Google announced on 3 November 2011 a new search algorithm change which rewards ‘fresh content’. Google claims to have rolled out a major enhancement to its ranking algorithm designed to yield more up-to-date relevant results for the following types of searches dependent on freshness :
1. Breaking news or trending topics : when you search for current events like ‘confidence vote in Greece parliament’ you want to see up to the minute news, not a commentary which is days old. With this algorithm change, you should see more high-quality and freshest pages.
2. recurring events : Events like Olympics, elections to parliament and conferences take place on recurring basis. When you search for ‘election results’, you are really looking for latest update to the elections that just took place, not the results of elections held 10 years ago.
3. When most up to date content is relevant : information related to products or technology, places, politicians, and the like change frequently.

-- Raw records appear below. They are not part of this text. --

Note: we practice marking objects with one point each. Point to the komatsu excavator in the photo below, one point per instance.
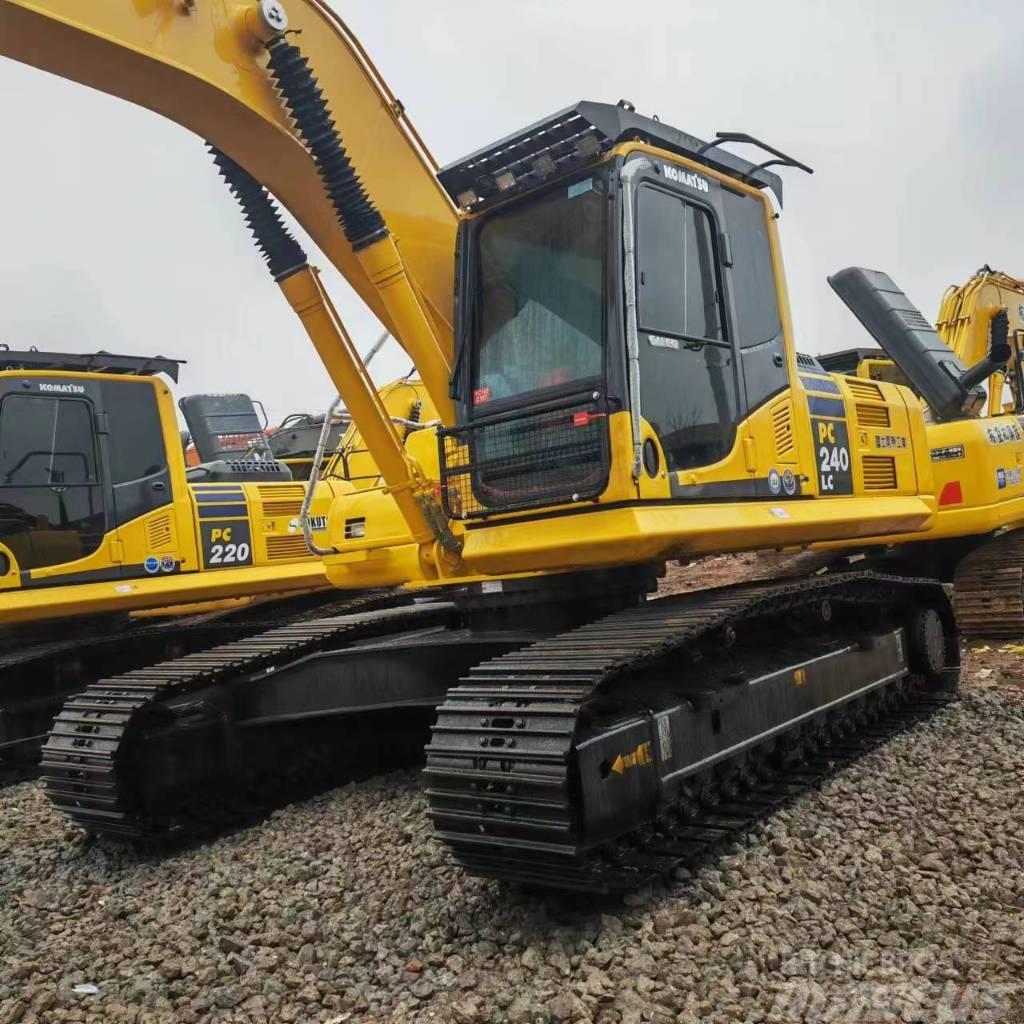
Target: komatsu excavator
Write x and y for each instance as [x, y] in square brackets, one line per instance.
[113, 553]
[597, 307]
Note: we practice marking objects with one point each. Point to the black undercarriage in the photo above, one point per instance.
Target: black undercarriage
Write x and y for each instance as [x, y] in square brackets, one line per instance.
[573, 737]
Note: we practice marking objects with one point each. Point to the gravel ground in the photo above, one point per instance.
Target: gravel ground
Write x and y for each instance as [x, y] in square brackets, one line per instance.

When you search for ‘best compact digital cameras’, obviously you are looking for the latest cameras.
Google maintains that the search algorithm update will impact about 35% of searches.
Caffeine indexing infrastructure
Google’s crawling and indexing systems worked as batch processes earlier . Googlebot would crawl a set of pages, then process those pages (extracting content from them, associating data about them, such as anchor text and external links, determining what those pages were about), and finally add them to the index. While this system was continuous, all the documents in the batch had to wait until the whole batch was processed to be pushed live.
Now with Caffeine new web indexing system having gone live, when Google crawls a page, it processes that page through the entire indexing pipeline and pushes it live nearly instantly. This change has resulted in a 50 percent fresher index than before.
The change does not necessarily mean that search will be improved by 35% or any such extent. Search has always been subject to spam and manipulation, most notoriously by content farms. Sites which scrape content sometimes rank higher than the original page. Google’s panda update was one of the major attempts by the search major to battle spam.
Webmasters will try to tweak pages a little bit and post it again, hoping to be recognized as ‘fresh’.
Google has not revealed how “freshness” is being determined. But it is certain that quantum of change and time would not be the only factors. The topicality and quality of content will also be factored in.
Latest tweets will still be missing from the updated search. Google’s agreement with Twitter to carry its results expired on July 2, 2011. Since then Google does not have access to the special feed from Twitter; without this firehose of data it cannot index tweets fast enough to bring up latest tweets.
How to leverage the Google update rather than get penalized
If you do not keep your website updated regularly, your site will be negatively impacted. To take advantage of the Google update rather than become its victim, webmasters need to keep their pages updated regularly with some of the following :
- press releases or company announcements
- changes in management
- corporate events like sales meets and user group conferences
- product enhancements, new releases
- news from industry
SEO techniques like using titles, keywords, headings to advantage and ‘snippets’ will doubtless remain as relevant as before.